Particles interacting with polymeric beds and filamentous networks have been known to become transiently trapped with local stress relaxations, determined by network properties such as the mesh size and other adhesive short-range attractive interactions [52,53]. The current study does not delve into these mechanisms; however, our results motivate further analysis of gelling and gelled mucin systems at varying mucin concentrations.

In general, mucin polymerization is influenced by several factors including system temperature, proteins concentration and structure, glycosylation extent, ionic properties of the environment, protein–protein interactions, and other externally imposed environmental factors such as shear forces.
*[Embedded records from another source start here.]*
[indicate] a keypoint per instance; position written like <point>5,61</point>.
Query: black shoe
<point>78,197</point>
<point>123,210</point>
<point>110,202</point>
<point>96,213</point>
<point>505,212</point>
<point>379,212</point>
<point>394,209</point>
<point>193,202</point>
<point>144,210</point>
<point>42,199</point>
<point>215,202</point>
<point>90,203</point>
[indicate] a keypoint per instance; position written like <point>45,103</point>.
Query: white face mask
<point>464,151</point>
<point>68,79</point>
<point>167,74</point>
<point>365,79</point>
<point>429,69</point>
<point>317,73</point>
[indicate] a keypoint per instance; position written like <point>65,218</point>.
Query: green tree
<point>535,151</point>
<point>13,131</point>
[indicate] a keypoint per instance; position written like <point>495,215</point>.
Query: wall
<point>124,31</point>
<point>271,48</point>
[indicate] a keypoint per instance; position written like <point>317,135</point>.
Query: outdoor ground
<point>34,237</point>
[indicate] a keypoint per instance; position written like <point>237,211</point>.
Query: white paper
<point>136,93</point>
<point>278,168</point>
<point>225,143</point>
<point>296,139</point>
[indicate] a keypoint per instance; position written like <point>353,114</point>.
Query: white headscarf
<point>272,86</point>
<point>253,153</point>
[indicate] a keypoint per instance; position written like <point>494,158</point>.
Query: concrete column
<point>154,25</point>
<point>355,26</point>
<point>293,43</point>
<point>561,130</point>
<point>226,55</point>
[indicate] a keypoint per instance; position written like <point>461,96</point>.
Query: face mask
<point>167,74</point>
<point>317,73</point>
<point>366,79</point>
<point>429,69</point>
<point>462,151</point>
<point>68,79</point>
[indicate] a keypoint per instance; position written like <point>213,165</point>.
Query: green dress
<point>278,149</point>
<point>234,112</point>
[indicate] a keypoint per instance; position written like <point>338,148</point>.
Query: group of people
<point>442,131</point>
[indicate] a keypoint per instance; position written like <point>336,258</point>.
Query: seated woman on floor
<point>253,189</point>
When rock dust particles containing calcium compounds move through mucin, ions that leach and interact with mucin molecules can act as cross-linkers and aid the formation of a gel-like structure. Deliberate or induced and expected changes in mucin chemistry and network properties can greatly vary particle transport and the diffusivity of tracer particles. Electrostatic interactions between the network and charged particles further affect the diffusivity of those particles. Systematic studies of these effects on polymerization and associated network formation and condensation will provide much-needed insight into biochemical mechanisms affecting tracer particle dispersion in mucin and mucin-like systems.